It’s not coincidence that a number of paywalls have been pushing this model at developed-world Dr. Scientists pretty hard of late. “Bypass your tedious old library—get direct access!” Running roughshod over reader privacy represents a brand-new revenue stream for paywalls—and paywalls, unlike academic libraries, have made no public commitments not to.

The reason it isn’t typically a revenue stream already (pace the presence of web trackers on publisher websites) is that the vastly more common access model has the library in the middle. The library pays the paywall, the library makes sure that its patrons can get through the paywall to the stuff they want.

Dr. Scientist tells the library "Make the paywall let me through! You know me; I'm Dr. Scientist."

In this scenario, the communication between Dr. Scientist, library, and paywall can take place in a surprising number of ways. Here are a few.

IP address-range recognition

If Dr. Scientist is on campus, her computer will have an IP address assigned by campus IT. The library can send a list of campus’s IP ranges (that is, clusters of IP addresses) to the paywall. When the paywall sees Dr. Scientist’s request, it notices that the IP address belongs to campus and allows Dr. Scientist through without further authentication. The paywall doesn’t know who Dr. Scientist is at this point without doing extra work! It just knows that she comes from a campus that has paid the paywall.

Dr. Scientist’s privacy from the paywall under this model: fairly good, though not inviolate. The paywall can track and record what Dr. Scientist does on it (her “session”), and if the session is extensive enough or Dr. Scientist’s interests unusual enough, it might be able to figure out who she is that way. If Dr. Scientist’s office computer has a static (unchanging) IP address—as my work laptop does when it’s connected to my office’s Ethernet cable—her sessions there can be compiled into a fuller dossier on her. If the paywall is connected up with third-party trackers and data brokers, the chances of reidentifying nominally-“anonymous” Dr. Scientist skyrocket.
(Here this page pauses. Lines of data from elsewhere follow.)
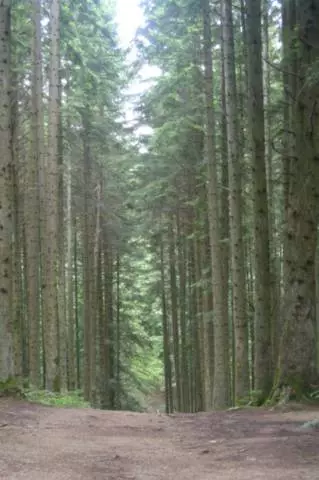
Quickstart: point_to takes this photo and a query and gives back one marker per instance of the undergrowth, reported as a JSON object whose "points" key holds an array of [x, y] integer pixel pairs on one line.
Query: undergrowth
{"points": [[69, 399]]}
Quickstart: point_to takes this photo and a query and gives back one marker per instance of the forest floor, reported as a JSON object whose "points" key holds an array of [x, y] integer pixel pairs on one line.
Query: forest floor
{"points": [[46, 443]]}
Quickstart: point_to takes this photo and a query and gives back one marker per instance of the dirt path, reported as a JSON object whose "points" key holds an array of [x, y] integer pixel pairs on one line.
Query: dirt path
{"points": [[42, 443]]}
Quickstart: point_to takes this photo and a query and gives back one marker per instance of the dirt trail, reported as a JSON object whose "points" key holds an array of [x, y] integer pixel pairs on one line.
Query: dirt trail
{"points": [[43, 443]]}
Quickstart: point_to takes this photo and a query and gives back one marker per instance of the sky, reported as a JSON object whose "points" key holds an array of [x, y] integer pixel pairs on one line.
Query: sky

But Dr. Scientist likes to do her current-awareness reading in the local coffeeshop, whose wireless is not part of any campus IP range. So IP address-range recognition won’t always work to get her past paywalls.

Proxy servers

To fix this problem, academic libraries typically run what’s called a “proxy server,” a bit of software that asks Dr. Scientist to authenticate herself as belonging to campus, and then trots over to the paywall to get Dr. Scientist what she wants to read. Since the proxy server’s IP address is campus-based, the paywall lets it through (although there are other ways this can work, ways I find too obtuse to explain).

Dr. Scientist’s privacy here is tolerable—again, the paywall does not know who she is, and her requests will be mingled with all the proxy server’s other requests on behalf of the rest of campus, which is even better for her privacy—but there is a notable weak spot in it: server logs. Proxy servers keep logs! These logs absolutely do connect Dr. Scientist with exactly what she read.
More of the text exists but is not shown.